Yes. This release containes the patch were the value was removed. Was the first thing I checked.
Hello, we are hit by the same problem on different resources on multiple clusters from different providers for few weeks now. Some values keys in HR are not removed by the reconciliation.
We are currently running v0.38.2
, on v1.24.8-gke.2000
and v1.23.6
The weird thing is that even if we go k apply
directly the resource to get around the problem, the key is still not removed and kubectl reply with unchanged
(except the last-applied-configuration). I suppose it may be linked to managed fields but I don't know enough this mechanism.
Now comparing managed fields on one resource that have the problem, only the 2 fields we are trying to remove are missing from the list.
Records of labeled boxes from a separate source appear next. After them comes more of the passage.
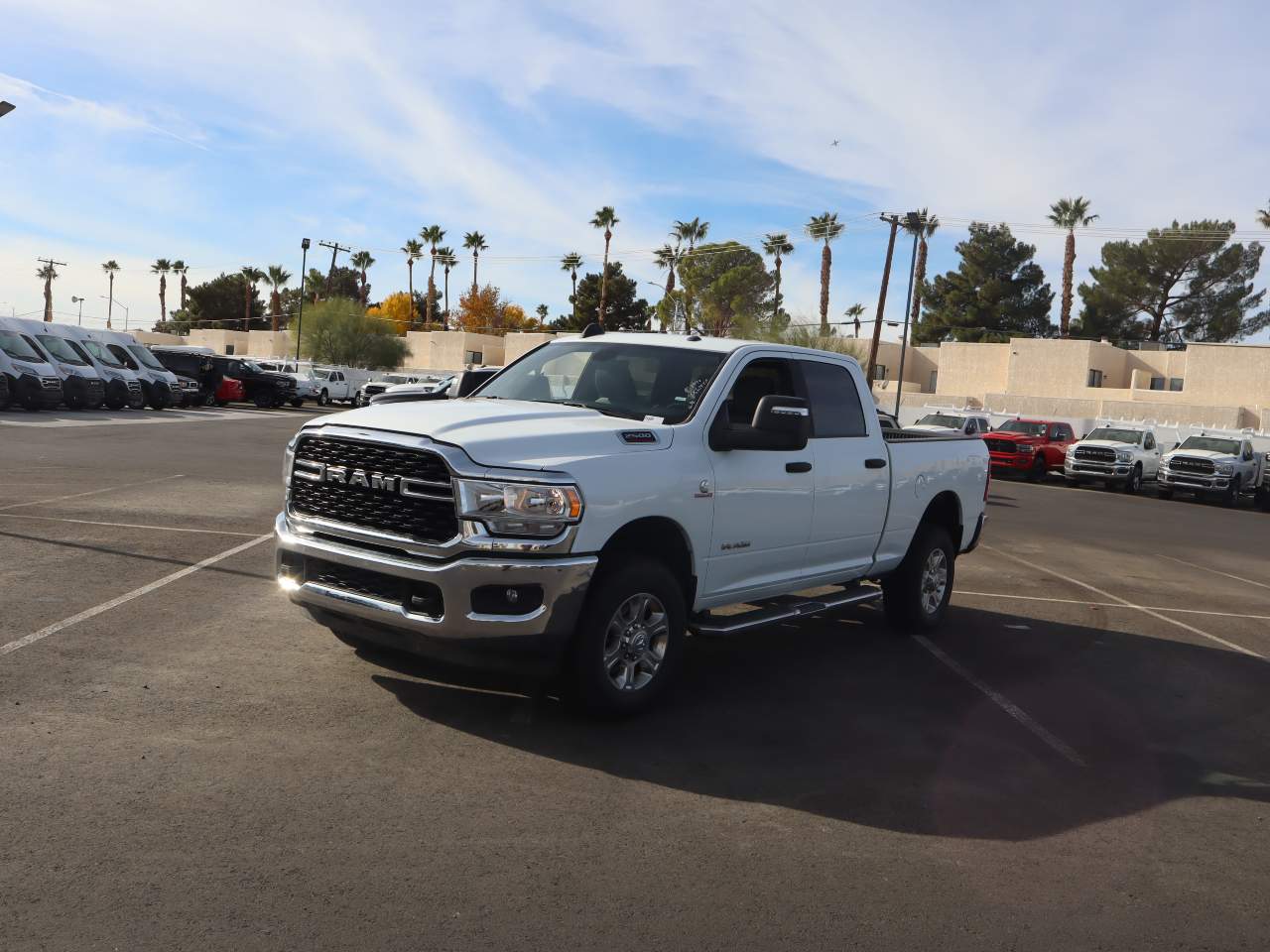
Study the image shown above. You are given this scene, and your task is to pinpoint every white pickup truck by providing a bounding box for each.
[1158,435,1270,509]
[276,327,988,712]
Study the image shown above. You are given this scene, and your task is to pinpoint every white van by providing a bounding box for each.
[94,330,184,410]
[0,317,63,410]
[9,317,105,410]
[64,323,146,410]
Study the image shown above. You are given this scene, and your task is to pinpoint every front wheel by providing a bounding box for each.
[881,523,956,634]
[566,557,686,716]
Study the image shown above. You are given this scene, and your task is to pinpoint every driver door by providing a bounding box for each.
[702,355,816,604]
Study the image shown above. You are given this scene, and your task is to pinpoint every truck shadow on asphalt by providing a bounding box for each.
[367,607,1270,840]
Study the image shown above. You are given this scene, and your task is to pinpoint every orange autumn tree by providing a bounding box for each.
[456,285,545,335]
[366,291,412,334]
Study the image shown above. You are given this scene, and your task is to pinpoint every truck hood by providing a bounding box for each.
[306,398,675,470]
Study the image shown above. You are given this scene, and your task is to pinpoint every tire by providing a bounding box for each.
[881,523,956,635]
[564,556,687,716]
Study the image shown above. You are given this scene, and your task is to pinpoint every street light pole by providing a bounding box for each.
[296,239,310,363]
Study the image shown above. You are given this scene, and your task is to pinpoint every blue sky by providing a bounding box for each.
[0,0,1270,336]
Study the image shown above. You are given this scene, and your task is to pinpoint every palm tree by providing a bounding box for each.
[590,204,617,327]
[150,258,172,323]
[671,217,710,330]
[348,251,375,307]
[172,258,190,311]
[560,251,581,321]
[419,225,445,323]
[239,264,266,330]
[807,212,845,337]
[1049,195,1098,337]
[463,231,489,295]
[437,248,458,330]
[843,303,865,340]
[763,231,794,329]
[36,264,58,322]
[266,264,291,334]
[101,258,119,330]
[401,239,432,325]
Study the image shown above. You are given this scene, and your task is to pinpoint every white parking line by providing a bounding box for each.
[913,635,1084,767]
[0,534,273,656]
[953,591,1270,622]
[0,472,186,513]
[983,545,1270,661]
[0,513,255,538]
[1156,552,1270,589]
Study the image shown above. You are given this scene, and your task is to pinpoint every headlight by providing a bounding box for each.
[456,480,581,538]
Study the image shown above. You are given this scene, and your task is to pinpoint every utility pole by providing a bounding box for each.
[865,214,899,393]
[319,241,353,298]
[36,258,66,323]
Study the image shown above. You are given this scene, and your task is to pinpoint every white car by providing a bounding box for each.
[274,325,988,712]
[1160,435,1270,508]
[1063,426,1161,495]
[904,410,992,436]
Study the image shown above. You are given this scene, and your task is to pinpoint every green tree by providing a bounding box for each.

I wasn't able to reproduce the issue on a kind cluster with Kubernetes 1.24.6 and Flux 0.35.0 from scratch so I suspect that a sequence of changes put the cluster in a state where this happens.
@schmidt-i are you able to reproduce the issue even on a fresh cluster?
I've just hit what looks like an identical issue today - do let me know if I should create a separate issue if it sounds like a different problem!
flux: v0.40.2
helm-controller: v0.29.0
image-automation-controller: v0.29.0
image-reflector-controller: v0.24.0
kustomize-controller: v0.33.0
notification-controller: v0.31.0
source-controller: v0.34.0
My scenario is that I've got a PrometheusRule with a couple of groups in it, something along these lines:
---
apiVersion: monitoring.coreos.com/v1
kind: PrometheusRule
metadata:
name: cloud-admission-ctl-alerts-short-span
namespace: cloud-admission-controller
labels:
target: alertmanager
spec:
groups:
- name: cloud-admission-controller
rules:
- alert: CloudAdmissionCtlDown
(...)
- name: cloud-admission-controller-probe
rules:
- alert: CloudAdmissionCtlProbeFailed
(...)
- alert: CloudAdmissionCtlProbeStale
(...)
- alert: CloudAdmissionCtlProbeHugelyStale
(...)
I am decommissioning the CloudAdmissionCtlDown
alert slowly across a fleet of clusters so I've created a json patch in kustomize for a few clusters like so:
---
apiVersion: kustomize.config.k8s.io/v1beta1
kind: Kustomization
(...)
patches:
- target:
group: monitoring.coreos.com
version: v1
kind: PrometheusRule
name: cloud-admission-ctl-alerts-short-span
patch: |-
- op: remove
path: /spec/groups/0
This patch is replicated in four separate places: one cluster and three accounts (for every account there's an overlay which is included by the clusters in that account). The result of this being applied by Flux is quite surprising because:
a) even though a local kustomize build
correctly drops that element, most of the clusters did not notice a change
b) the behaviour is inconsistent - two of the clusters did actually apply it correctly!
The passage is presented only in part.